WotC broke a lot of things when they made 3e because, to paraphrase Chesterton, they didn't actually understand why the wall was built. Hit Points was just one of them.

VisionStorm

What's broken about HP isn't how people conceptualize them (Meat Points vs Luck/Stamina, etc.) but the fact that regardless how you choose to explain what they are they don't properly illustrate lethality or the threat level of getting stabbed with a knife and other low damage attacks (or even high damage once vs uber high HP characters). Once you solve that, the real problem goes away and what you call them becomes irrelevant. Cuz it was never about what you think HP represent, but the fact that high HP characters can't get killed by a knife or a nasty fall.

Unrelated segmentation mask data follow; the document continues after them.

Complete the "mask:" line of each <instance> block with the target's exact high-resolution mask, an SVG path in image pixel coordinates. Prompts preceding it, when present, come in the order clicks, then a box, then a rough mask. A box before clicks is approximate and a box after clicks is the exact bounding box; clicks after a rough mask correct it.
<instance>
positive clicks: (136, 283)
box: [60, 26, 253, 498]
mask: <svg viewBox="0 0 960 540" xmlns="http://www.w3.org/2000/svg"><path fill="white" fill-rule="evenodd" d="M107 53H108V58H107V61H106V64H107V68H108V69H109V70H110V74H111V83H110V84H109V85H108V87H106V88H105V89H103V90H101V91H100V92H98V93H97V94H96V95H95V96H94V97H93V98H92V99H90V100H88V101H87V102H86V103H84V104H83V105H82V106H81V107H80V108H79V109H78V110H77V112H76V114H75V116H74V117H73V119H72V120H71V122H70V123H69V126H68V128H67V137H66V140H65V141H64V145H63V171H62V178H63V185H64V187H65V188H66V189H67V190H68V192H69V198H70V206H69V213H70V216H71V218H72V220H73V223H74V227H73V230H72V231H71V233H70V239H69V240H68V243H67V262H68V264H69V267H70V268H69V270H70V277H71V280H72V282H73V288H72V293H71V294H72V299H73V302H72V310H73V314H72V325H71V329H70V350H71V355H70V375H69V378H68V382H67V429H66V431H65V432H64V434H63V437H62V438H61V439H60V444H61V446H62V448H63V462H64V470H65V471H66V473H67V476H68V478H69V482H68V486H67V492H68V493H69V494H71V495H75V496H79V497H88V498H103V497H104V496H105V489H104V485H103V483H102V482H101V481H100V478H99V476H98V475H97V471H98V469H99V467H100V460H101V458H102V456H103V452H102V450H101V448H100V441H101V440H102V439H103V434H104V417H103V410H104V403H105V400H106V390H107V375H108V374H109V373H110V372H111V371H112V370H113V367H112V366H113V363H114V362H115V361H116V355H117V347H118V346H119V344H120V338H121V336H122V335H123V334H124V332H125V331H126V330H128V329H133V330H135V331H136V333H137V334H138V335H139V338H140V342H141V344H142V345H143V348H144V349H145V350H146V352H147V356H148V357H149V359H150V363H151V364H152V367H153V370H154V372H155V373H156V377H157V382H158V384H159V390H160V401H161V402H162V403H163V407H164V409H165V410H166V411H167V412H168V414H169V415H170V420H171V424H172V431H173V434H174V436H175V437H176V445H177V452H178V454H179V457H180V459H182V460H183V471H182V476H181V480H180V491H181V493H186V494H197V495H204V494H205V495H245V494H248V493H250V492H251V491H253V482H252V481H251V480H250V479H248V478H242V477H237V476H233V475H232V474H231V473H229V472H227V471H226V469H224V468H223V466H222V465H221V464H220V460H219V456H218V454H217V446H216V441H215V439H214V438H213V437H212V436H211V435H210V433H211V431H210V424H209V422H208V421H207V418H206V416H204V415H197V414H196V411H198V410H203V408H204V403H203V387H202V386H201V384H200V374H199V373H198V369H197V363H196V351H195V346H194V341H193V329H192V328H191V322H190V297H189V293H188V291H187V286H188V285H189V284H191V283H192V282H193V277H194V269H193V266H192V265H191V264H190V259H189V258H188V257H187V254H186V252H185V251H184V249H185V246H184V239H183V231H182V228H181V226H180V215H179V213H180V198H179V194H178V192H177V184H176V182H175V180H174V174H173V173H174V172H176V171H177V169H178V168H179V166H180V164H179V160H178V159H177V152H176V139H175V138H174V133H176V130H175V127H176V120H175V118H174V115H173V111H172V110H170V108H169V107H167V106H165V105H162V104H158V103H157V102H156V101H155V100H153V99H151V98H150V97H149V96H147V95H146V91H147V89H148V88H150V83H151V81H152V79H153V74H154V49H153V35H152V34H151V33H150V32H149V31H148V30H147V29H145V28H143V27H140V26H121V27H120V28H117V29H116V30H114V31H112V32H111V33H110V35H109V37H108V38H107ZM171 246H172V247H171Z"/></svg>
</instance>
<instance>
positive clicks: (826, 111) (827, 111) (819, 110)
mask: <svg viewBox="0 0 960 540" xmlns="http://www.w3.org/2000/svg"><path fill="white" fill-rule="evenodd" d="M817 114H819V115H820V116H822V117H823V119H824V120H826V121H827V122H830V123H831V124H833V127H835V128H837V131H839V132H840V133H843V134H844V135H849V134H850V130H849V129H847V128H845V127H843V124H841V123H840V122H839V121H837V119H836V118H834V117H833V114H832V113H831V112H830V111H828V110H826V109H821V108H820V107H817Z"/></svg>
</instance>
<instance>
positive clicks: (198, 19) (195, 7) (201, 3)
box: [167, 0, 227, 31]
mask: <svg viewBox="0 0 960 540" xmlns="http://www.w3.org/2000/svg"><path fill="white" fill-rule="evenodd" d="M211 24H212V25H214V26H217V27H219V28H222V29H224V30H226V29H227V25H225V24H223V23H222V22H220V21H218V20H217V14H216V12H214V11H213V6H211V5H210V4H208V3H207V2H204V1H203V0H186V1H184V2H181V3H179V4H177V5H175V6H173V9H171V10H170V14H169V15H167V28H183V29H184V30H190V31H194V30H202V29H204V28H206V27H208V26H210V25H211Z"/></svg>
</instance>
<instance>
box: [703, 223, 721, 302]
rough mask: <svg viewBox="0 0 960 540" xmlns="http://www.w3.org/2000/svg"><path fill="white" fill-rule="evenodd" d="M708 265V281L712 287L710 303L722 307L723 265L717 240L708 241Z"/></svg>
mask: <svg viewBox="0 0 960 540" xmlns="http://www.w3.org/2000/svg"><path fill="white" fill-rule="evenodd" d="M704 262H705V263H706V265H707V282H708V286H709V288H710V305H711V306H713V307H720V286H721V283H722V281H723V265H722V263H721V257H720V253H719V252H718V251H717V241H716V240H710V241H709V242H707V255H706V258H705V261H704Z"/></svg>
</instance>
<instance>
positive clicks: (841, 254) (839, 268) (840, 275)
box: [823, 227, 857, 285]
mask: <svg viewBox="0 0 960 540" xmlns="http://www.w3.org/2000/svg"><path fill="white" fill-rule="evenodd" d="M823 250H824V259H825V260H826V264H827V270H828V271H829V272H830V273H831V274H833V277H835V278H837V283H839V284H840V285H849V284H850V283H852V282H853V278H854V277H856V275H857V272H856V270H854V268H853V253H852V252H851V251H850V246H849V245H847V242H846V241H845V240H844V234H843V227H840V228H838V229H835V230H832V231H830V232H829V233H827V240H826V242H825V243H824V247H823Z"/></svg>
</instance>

But once you go down the re-conceptualizing route (they're not Meat Points, they're really Stamina!), not only are you not addressing the actual issue, but creating the additional issue that now nothing represents wounds that don't outright kill you. And everything is either an instant kill wound, or "you just lost some energy trying to dodge that nasty fall".

Ghostmaker

Ironically, d20 Star Wars (and later, Starfinder) kind of resolved this by splitting HP into two pools. One was your actual meat, health, vitality, etc, while the other represented your ability to evade serious injury, turn a crippling blow into a scratch, etc.

Hit points aren't a GREAT mechanic, but they do work reasonably well as long as you recite the MST3K mantra about it and don't worry too much.

If it gives you that much heebie-jeebies, go play another system.